2467 Mothers' Day Musing #2
Business Schools are targeting at home Moms according to a Wall St. Journal article on May 10 by Anne Marie Chaker available here in Career Journal. It could cost you anywhere from $5-10,000 for a 2 week tune-up. Such a deal! Those must have been some high paying jobs those mommies left.There's never been much money in being a librarian, so no one targeted me when I decided to return to the labor force in 1977. I sort of fell into it when my friend Ana Llorenz, the Romance languages librarian at OSU called and told me that there was a listing for a fill-in for Marti Alt who would be out on maternity leave. Yes, in those days, libraries had enough soft money to replace someone who would be gone for a few months. I took the job and that led to a 3+ year position in agricultural economics.
But some years before that, Sandy Boyd who worked in Cataloging, my old department, and I had put together a job sharing plan and tried to shop it to the department head. In the early 70s, during the first wave of the current feminist movement, there was tremendous pressure on women to get into the labor force. I was the spoil sport. I started looking around at child care options (my children were then in about 4 and 5).

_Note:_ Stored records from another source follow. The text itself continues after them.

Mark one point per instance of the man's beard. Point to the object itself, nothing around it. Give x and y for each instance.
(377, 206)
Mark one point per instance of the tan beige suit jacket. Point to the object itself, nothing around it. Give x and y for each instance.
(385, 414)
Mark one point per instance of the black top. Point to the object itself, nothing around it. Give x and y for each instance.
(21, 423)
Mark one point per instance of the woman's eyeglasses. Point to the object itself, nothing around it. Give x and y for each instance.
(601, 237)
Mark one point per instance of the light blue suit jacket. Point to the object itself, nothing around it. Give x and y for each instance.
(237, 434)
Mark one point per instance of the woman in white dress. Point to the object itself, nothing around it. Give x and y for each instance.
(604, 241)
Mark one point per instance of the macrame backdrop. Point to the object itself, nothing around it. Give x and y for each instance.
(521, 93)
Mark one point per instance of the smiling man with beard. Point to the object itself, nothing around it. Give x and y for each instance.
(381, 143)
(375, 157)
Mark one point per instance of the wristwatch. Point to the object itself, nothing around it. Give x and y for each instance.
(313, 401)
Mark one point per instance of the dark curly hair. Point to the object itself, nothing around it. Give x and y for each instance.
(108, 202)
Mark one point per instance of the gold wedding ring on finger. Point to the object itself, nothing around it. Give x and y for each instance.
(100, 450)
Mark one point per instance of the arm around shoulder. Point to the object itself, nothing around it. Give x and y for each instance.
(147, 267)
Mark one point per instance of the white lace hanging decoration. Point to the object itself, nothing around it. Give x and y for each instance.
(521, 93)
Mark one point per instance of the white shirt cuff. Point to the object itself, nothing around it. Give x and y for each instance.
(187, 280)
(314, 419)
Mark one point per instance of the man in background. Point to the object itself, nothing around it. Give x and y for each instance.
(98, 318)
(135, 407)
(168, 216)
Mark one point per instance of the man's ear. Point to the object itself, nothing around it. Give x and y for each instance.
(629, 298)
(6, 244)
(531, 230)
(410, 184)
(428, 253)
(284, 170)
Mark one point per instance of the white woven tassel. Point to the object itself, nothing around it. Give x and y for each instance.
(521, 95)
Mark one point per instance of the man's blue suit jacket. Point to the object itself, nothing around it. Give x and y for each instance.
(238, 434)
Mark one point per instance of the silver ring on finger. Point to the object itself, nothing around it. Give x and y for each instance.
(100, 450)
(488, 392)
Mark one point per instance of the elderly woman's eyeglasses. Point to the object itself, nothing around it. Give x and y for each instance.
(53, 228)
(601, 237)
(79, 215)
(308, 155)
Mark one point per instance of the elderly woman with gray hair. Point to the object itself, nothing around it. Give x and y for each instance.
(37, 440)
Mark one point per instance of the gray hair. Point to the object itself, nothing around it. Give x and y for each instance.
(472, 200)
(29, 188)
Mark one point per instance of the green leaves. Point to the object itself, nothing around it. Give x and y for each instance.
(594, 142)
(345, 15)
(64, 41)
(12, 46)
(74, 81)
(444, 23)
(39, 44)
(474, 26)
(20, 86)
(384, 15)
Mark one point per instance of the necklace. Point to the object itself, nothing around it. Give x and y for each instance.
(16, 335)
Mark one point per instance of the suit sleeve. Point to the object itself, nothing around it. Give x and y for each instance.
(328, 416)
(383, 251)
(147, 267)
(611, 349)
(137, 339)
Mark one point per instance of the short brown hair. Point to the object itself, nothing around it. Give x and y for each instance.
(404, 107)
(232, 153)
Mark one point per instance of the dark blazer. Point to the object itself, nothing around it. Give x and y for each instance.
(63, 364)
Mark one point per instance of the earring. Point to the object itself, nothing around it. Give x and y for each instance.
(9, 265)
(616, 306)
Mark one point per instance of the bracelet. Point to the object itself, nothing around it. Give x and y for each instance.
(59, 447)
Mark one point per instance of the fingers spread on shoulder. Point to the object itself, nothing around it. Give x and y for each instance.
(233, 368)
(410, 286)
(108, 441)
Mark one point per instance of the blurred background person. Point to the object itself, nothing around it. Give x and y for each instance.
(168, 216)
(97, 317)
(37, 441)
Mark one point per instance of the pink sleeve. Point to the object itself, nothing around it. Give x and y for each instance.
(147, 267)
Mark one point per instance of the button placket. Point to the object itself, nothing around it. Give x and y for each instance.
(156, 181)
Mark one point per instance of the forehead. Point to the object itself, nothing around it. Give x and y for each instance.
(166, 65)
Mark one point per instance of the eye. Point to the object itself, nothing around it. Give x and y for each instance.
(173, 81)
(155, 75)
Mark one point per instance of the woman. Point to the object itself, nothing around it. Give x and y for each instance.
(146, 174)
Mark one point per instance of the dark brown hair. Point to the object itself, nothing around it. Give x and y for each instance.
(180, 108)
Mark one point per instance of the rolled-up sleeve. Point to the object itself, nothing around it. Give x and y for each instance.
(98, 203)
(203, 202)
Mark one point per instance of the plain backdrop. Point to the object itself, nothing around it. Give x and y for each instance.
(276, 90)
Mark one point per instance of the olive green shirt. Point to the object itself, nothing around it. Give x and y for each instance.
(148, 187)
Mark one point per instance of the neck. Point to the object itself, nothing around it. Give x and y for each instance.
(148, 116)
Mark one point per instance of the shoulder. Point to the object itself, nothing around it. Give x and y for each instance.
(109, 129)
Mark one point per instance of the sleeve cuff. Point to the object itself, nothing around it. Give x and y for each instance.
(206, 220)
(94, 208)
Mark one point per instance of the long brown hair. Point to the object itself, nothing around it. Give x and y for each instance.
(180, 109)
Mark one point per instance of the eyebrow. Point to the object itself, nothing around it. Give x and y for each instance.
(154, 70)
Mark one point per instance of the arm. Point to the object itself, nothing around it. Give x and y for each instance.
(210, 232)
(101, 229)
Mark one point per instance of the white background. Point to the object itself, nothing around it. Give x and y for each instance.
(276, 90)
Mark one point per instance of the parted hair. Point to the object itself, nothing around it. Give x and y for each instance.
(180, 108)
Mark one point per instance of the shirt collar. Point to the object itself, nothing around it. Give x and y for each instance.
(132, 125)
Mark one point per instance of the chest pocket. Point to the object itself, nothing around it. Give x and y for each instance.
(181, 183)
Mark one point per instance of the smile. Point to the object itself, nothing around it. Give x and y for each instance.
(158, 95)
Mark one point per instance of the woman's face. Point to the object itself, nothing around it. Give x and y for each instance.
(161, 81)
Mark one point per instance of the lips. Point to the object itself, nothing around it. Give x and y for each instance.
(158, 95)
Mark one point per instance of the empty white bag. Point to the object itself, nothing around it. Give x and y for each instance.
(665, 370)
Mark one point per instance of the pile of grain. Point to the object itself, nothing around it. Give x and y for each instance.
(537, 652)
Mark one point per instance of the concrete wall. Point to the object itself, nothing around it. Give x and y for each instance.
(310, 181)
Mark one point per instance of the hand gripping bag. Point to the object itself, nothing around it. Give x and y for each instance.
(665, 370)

Even in our nice suburb it seemed grim. One woman was on a busy corner with no fenced yard; someone else had a dog that looked a little dicey to me; the churches that offered child care near the university were not in good neighborhoods. So I backed off for four more years until the children were in third and fourth grade. I never regretted it, and can't see that it made any difference in my career track.
One woman who took advantage of Harvard's New Path program used it to develop her custom cake business. Sweet.